Level detection circuit lII/'i also. Information on the overlap between the above-mentioned transmission signal and Ml echo in the time-division readout data detected by level counting All output lines 1
The signal is sent to the system controller 3 via the system controller 3, and the entire time width of the transmission signal to be read is controlled under the control of the system controller 3.

In this way, only the desired received data can be fully received and processed while automatically removing multiple electromagnetic reflection signals.

Note that in this embodiment, time-division reading uses -.f and -.f;
It is clear that it would be possible to implement the same method even if ・) were used in combination with Renhui.

As explained above, according to the invention, the vertical position of a sounding device, etc. is automatically removed from all received multiple echo signals in response to changes in the position of the received signal obtained by the direction sensor, that is, the water depth. By equipping ourselves with means that can do this and making every effort to operate sensor systems such as sounding machines, we have made it possible to make the entire display record clear and easy to read, greatly improving the reading accuracy. This has the effect of greatly improving the probability of malfunction and making it possible to realize a multiple echo signal removal device.

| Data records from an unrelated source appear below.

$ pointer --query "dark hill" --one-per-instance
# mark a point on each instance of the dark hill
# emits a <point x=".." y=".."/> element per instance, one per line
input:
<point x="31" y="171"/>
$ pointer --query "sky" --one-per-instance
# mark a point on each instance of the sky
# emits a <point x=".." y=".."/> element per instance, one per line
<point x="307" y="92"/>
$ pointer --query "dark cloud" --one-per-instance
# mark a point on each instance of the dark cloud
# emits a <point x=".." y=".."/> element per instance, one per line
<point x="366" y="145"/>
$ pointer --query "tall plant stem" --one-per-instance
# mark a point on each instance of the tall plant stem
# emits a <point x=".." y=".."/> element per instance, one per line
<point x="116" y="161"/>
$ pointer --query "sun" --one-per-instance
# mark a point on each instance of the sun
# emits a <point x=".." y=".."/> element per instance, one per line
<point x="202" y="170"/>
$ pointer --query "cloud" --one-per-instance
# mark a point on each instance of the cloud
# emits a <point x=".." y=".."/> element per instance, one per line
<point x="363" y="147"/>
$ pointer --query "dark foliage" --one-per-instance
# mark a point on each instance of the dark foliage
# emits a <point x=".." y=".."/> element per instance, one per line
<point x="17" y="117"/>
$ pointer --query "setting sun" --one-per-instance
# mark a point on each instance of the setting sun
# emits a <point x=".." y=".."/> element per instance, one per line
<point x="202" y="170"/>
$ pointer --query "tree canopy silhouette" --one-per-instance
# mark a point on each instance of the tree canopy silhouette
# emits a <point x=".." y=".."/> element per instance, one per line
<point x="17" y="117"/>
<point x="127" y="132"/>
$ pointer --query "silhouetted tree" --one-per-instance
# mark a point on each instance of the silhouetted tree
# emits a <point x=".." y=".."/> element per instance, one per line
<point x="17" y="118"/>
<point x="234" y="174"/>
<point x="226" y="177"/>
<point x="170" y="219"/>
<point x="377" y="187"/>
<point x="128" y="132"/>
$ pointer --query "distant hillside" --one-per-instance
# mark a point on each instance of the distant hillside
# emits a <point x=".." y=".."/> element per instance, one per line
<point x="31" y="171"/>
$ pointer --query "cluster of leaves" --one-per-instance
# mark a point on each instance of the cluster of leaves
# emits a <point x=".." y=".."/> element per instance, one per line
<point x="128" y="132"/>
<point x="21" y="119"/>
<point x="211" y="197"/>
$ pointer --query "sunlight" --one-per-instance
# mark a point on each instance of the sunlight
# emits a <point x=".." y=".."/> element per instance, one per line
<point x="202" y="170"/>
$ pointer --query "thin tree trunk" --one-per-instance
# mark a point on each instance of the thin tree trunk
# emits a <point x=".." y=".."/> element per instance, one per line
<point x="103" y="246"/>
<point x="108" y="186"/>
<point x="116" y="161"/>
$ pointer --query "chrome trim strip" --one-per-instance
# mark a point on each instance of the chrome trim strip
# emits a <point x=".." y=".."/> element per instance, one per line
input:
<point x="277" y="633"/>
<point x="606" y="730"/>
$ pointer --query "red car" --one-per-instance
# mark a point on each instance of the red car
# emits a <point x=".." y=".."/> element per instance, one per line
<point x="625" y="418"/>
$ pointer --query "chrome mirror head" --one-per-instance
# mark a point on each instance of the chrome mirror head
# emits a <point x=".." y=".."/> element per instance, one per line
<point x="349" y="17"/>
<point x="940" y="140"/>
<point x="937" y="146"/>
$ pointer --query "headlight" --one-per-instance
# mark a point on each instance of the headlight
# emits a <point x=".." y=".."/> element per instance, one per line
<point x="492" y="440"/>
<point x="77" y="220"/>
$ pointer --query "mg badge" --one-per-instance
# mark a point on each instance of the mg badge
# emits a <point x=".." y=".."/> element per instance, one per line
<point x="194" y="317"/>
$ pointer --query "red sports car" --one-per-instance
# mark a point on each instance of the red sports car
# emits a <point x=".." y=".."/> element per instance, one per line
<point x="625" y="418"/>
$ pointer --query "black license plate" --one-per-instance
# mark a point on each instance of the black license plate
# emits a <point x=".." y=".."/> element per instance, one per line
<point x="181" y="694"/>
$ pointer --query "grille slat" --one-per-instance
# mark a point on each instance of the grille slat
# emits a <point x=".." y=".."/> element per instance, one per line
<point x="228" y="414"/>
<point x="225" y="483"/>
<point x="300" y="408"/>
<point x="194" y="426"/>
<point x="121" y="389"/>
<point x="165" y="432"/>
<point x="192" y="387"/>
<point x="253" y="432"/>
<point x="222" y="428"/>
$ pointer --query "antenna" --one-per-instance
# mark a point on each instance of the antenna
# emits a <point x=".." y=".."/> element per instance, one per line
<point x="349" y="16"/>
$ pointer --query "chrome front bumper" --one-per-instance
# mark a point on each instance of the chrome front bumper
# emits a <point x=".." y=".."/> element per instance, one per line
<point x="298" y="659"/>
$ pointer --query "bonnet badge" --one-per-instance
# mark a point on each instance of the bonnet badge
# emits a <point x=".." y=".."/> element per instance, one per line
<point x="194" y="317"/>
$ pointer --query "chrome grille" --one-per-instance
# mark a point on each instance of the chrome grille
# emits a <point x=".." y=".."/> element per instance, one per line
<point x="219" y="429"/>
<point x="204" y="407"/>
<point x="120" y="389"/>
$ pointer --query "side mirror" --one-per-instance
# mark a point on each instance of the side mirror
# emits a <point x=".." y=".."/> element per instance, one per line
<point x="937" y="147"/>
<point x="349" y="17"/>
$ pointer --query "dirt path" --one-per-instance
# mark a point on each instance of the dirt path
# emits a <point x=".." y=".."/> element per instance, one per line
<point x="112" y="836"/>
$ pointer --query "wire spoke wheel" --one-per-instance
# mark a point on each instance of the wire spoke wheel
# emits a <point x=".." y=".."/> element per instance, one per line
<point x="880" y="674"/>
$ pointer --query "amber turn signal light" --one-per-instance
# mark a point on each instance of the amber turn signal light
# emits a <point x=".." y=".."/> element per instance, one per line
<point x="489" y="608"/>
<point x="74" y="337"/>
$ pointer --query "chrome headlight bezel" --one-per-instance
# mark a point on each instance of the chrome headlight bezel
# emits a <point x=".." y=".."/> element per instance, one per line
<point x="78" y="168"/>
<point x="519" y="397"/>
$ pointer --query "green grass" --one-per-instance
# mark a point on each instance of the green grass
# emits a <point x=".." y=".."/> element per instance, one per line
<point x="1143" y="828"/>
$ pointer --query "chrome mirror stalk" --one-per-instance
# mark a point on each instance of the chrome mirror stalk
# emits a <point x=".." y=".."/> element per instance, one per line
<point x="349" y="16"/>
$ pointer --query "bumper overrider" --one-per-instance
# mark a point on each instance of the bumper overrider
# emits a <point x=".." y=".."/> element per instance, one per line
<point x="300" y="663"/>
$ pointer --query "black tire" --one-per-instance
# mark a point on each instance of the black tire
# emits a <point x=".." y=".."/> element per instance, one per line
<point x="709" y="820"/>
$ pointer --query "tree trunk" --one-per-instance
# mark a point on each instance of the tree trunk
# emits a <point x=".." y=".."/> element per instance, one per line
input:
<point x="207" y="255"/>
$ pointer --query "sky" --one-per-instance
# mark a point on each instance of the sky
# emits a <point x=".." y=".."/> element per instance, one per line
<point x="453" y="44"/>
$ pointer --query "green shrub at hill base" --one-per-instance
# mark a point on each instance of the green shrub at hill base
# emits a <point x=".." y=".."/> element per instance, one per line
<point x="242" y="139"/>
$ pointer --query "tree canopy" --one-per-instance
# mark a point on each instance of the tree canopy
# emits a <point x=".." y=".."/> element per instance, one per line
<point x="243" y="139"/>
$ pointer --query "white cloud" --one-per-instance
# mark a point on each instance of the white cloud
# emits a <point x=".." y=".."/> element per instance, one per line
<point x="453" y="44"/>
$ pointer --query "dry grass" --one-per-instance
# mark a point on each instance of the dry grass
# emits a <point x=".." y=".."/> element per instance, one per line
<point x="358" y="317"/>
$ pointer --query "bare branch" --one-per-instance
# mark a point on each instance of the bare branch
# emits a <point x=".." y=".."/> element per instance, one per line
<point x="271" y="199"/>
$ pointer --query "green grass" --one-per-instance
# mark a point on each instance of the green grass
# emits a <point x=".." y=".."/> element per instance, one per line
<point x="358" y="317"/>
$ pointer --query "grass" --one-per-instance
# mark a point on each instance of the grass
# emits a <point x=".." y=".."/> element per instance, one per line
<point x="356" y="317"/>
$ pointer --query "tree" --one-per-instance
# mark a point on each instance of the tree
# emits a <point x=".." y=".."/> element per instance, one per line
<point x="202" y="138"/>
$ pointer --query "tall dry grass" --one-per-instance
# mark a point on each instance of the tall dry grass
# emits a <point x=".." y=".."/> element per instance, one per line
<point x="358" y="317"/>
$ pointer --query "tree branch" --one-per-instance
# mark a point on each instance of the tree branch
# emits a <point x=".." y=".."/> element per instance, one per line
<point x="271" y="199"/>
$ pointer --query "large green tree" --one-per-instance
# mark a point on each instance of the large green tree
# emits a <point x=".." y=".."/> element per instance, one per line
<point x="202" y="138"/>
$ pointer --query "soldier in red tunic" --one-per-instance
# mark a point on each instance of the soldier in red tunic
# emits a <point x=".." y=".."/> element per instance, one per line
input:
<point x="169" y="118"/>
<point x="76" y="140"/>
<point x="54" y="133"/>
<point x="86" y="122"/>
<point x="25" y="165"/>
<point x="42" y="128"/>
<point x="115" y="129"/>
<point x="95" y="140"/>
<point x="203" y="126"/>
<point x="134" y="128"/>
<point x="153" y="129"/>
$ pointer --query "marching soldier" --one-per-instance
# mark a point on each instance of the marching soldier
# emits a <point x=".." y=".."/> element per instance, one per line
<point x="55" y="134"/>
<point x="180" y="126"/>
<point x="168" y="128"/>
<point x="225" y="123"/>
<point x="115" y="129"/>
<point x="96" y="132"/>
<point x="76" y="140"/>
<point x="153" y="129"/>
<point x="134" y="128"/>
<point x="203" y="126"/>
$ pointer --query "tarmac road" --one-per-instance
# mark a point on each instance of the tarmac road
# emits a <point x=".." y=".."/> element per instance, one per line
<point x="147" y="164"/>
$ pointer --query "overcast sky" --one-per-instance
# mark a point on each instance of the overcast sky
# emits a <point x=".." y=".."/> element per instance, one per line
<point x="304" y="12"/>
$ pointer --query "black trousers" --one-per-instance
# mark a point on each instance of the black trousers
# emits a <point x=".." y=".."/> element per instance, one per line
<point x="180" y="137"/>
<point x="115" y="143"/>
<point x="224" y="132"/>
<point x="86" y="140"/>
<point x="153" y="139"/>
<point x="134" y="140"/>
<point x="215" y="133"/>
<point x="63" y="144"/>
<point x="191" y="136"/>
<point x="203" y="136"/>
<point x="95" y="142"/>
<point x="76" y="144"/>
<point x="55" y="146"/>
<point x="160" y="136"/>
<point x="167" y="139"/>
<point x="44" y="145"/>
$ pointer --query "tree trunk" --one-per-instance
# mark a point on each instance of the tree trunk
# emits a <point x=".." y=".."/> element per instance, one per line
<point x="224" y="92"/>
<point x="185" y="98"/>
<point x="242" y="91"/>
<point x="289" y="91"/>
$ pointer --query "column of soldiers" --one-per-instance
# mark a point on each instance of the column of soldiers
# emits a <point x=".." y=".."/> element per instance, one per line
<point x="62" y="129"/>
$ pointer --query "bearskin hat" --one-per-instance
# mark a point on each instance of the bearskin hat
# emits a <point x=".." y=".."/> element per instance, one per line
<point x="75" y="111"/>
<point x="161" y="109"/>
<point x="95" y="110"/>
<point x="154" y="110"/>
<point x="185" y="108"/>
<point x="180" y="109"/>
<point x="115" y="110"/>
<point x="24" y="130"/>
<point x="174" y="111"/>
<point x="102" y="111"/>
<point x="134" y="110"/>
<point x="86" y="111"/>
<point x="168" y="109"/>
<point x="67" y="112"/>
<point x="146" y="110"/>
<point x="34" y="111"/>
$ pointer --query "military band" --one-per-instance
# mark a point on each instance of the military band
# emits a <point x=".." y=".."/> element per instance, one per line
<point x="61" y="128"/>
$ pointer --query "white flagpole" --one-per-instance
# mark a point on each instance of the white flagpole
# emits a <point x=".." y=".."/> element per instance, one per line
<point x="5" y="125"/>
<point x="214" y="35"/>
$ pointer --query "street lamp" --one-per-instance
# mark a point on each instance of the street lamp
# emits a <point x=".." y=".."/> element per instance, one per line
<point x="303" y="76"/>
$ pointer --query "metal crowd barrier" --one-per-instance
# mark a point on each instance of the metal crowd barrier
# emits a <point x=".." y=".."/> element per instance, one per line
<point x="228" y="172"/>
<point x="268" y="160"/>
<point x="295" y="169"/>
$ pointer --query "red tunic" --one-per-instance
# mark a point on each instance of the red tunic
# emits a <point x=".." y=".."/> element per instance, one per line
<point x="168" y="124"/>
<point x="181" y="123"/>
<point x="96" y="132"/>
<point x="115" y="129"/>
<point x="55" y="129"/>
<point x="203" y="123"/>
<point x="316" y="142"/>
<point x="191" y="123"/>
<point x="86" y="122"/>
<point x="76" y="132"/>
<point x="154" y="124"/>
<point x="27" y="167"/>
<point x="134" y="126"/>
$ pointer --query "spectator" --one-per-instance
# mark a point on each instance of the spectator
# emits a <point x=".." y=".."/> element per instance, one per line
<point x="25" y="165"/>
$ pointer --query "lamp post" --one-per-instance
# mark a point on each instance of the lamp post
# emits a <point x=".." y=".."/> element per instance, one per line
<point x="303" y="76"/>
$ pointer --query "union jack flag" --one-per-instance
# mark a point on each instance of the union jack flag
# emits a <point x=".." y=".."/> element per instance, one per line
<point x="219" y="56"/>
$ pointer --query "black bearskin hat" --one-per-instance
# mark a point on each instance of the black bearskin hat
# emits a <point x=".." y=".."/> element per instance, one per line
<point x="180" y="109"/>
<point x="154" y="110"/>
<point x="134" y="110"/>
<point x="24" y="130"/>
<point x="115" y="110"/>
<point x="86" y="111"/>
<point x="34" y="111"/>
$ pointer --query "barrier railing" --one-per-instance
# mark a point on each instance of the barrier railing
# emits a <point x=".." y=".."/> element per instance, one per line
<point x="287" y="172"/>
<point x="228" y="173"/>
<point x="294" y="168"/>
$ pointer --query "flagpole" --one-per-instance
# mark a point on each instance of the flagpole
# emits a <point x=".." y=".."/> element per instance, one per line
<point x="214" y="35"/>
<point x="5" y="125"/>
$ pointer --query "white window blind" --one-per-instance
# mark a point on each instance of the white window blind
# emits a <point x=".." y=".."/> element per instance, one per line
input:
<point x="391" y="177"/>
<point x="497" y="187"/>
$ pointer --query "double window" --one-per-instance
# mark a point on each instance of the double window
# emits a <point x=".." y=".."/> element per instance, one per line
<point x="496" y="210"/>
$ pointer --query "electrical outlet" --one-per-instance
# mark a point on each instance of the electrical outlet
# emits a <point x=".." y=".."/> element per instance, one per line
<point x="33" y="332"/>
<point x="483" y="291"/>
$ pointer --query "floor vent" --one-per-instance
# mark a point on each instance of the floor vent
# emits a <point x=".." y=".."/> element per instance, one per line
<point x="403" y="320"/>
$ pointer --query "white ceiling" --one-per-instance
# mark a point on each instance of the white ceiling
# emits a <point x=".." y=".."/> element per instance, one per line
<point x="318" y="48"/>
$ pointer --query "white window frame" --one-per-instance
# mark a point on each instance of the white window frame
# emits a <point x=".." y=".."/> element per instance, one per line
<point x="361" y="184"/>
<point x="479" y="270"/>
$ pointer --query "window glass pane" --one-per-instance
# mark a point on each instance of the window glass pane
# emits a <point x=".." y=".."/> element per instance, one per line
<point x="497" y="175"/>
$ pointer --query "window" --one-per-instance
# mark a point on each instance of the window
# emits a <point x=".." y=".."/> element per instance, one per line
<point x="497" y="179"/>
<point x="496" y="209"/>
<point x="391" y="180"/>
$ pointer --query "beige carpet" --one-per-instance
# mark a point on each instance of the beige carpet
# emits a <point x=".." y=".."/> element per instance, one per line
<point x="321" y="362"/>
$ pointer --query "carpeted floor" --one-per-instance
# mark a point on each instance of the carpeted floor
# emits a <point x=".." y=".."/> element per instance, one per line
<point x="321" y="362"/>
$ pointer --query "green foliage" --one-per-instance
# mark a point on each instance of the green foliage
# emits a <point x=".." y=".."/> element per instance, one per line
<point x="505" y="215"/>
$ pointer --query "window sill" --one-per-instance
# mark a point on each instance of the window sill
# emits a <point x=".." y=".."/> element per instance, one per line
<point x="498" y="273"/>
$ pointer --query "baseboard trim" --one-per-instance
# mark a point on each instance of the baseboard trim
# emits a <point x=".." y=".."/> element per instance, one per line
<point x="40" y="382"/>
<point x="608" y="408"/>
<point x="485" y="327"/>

[Brief explanation of drawings]

FIG. 1 is a block diagram showing one embodiment of the present invention. FIG. 2 shows received echoes (N and time-division read data tBl, (C) and multiplexed echo f4 in the embodiment of FIG. 1).
Signal cancellation reception echo (resistance).

Claims (1)

[Claims] In a multiple echo signal removing device that removes multiple echo signals contained in a received signal obtained by a sensor Vr of a sounding machine, etc., the received signal is completely digitized and is mesmerized using a clock signal of a preset frequency f. A frequency sequence (-・f) (n is a prime number 2.3.5...
...) for obtaining time-division read data using a clock signal, and generates a time gate signal corresponding to the timing and time width of the time-division read data to multiplex the previous n pins and # signal. and a time gate signal generating means for completely suppressing the output of a multiple echo signal.